Vincent Dumestre, chef d'orchestre: "Recréer un peu de la magie du passé"

Le spectacle "Il Fasolo" mis en scène par Benjamin Lazar. ©Matthew Murphy

Couru pour son concours international de musique ancienne et sa programmation exigeante, le MA Festival de Bruges accueille Vincent Dumestre et son Poème harmonique avec un concert célébrant le carnaval de Venise au XVIIe.

S’il ne boude pas les concerts traditionnels "quand le répertoire s’y prête", le chef et luthiste français Vincent Dumestre est, depuis plus de vingt ans, l’un des acteurs les plus inventifs de l’esthétique baroque. "Le fait est", constate-t-il, "que le XIXe siècle a fait rentrer le concert dans une salle, avec un horaire fixe, un entracte, un rituel en habits. Moi, j’aime au contraire adapter le format à la musique et non pas faire entrer la musique dans un format. Aujourd’hui, on écoute la musique pour sa valeur intrinsèque et pour le bon plaisir de chacun. Or, à l’époque baroque, 90% de la musique était fonctionnelle".
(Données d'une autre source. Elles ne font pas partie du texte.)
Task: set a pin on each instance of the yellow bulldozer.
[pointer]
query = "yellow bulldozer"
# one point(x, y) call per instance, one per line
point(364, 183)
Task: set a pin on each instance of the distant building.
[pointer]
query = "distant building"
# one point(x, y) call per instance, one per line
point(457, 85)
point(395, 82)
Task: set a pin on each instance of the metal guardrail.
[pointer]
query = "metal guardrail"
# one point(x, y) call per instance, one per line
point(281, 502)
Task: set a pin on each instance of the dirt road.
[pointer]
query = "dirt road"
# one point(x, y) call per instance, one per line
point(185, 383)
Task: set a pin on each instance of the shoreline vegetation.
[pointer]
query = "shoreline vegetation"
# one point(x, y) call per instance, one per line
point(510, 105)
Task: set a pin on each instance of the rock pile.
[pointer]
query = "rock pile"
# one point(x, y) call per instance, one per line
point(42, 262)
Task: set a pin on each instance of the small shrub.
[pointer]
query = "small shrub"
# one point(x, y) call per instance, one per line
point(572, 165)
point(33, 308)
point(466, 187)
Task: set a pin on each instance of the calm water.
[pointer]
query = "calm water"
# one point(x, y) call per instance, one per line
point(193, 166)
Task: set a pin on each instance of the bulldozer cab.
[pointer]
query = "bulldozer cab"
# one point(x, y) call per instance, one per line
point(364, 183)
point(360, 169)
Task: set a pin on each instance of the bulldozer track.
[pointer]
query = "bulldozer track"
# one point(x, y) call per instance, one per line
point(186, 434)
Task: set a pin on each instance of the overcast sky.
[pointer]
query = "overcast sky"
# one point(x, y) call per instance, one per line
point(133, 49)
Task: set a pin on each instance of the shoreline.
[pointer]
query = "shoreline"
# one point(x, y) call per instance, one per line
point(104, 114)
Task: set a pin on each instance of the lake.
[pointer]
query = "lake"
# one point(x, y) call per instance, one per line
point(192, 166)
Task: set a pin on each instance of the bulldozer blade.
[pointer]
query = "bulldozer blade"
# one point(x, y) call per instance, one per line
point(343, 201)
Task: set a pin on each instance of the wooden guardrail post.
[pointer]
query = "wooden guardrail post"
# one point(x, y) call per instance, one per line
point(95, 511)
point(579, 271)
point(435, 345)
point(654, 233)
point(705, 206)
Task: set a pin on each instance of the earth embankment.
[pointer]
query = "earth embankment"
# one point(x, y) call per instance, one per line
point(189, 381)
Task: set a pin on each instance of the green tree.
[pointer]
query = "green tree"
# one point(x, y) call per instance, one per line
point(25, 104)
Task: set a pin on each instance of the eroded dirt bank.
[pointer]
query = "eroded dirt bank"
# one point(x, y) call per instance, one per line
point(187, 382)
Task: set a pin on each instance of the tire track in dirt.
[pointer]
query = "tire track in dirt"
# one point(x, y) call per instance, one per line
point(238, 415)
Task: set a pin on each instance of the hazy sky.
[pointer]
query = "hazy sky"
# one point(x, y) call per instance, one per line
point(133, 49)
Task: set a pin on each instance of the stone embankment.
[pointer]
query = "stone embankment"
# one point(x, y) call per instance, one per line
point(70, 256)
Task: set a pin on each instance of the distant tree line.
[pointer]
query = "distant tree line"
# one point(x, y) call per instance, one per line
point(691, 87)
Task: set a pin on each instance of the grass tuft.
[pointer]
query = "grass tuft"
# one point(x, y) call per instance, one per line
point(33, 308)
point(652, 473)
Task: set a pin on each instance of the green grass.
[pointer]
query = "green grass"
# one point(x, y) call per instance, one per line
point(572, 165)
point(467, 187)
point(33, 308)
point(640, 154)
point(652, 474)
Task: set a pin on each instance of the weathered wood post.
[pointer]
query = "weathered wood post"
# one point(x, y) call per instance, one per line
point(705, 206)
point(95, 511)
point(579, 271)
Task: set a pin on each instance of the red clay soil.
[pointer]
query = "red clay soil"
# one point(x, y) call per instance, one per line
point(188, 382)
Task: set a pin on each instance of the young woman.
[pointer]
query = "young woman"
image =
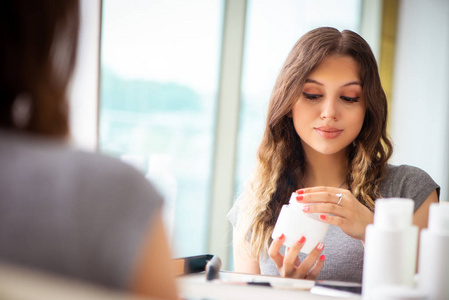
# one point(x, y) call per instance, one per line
point(325, 135)
point(76, 214)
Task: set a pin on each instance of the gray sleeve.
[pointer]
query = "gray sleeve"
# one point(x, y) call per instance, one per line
point(118, 222)
point(408, 182)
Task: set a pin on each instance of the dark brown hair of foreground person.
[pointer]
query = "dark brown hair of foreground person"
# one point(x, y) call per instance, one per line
point(38, 44)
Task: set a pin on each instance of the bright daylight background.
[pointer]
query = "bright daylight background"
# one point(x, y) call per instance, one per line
point(159, 82)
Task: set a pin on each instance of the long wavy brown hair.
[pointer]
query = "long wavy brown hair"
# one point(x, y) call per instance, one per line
point(281, 164)
point(38, 44)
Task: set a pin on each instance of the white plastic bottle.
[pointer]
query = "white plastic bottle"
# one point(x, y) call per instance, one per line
point(434, 253)
point(294, 224)
point(390, 247)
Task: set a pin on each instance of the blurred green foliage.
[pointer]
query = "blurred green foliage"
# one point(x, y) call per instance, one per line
point(137, 95)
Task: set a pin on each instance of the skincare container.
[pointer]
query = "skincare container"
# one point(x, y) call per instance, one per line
point(390, 247)
point(294, 224)
point(434, 253)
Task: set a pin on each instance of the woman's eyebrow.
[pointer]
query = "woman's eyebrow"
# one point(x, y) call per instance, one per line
point(309, 80)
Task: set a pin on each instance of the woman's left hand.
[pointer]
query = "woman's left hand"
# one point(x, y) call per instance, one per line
point(337, 207)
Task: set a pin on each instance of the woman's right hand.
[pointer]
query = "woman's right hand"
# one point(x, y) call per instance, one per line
point(290, 264)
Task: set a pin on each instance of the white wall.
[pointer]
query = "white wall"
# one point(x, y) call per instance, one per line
point(84, 89)
point(420, 110)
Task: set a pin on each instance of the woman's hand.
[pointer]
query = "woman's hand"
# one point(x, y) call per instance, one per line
point(290, 265)
point(337, 207)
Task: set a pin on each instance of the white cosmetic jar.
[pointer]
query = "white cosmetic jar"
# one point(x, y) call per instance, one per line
point(294, 223)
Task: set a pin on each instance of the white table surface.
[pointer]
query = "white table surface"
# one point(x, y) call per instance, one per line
point(230, 285)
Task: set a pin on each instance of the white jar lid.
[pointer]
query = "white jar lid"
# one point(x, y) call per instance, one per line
point(393, 213)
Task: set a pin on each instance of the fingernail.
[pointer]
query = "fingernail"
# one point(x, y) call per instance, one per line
point(320, 246)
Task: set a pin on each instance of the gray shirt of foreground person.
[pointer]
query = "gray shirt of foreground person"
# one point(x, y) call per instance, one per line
point(344, 255)
point(74, 213)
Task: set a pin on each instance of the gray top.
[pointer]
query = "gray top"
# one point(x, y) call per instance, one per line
point(78, 214)
point(344, 255)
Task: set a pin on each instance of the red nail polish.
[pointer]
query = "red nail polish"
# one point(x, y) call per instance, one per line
point(320, 246)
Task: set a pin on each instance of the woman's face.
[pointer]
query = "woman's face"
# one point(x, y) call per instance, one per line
point(329, 114)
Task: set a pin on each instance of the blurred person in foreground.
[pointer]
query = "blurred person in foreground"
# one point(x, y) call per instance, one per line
point(77, 214)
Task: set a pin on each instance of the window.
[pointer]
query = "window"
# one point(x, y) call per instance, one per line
point(159, 75)
point(159, 88)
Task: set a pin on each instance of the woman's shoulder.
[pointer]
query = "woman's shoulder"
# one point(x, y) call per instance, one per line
point(404, 172)
point(405, 181)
On oublierait donc le contexte dans lequel ces musiques sont nées…

…et c’est ce qui nous fait passer à côté de leur essence même. On ne peut évidemment pas faire comme autrefois. Quand Marin Marais dirige le "Te Deum" de Lully, il a 300 musiciens, et pas 30 comme aujourd’hui. De même, une soirée à l’opéra, au XVIIe siècle, durait de 17h à 3h du matin, mêlait plusieurs opéras, ballets et intermèdes pendant lesquels le public entrait, sortait, mangeait, parlait… Il y a donc une part de paradis perdu, mais l’on peut cependant recréer un peu de la magie du passé avec une habile mise en espace. C’est ce que Benjamin Lazar a réalisé, à la lumière des bougies, pour ce carnaval vénitien, avec un quatuor vocal et un petit ensemble instrumental.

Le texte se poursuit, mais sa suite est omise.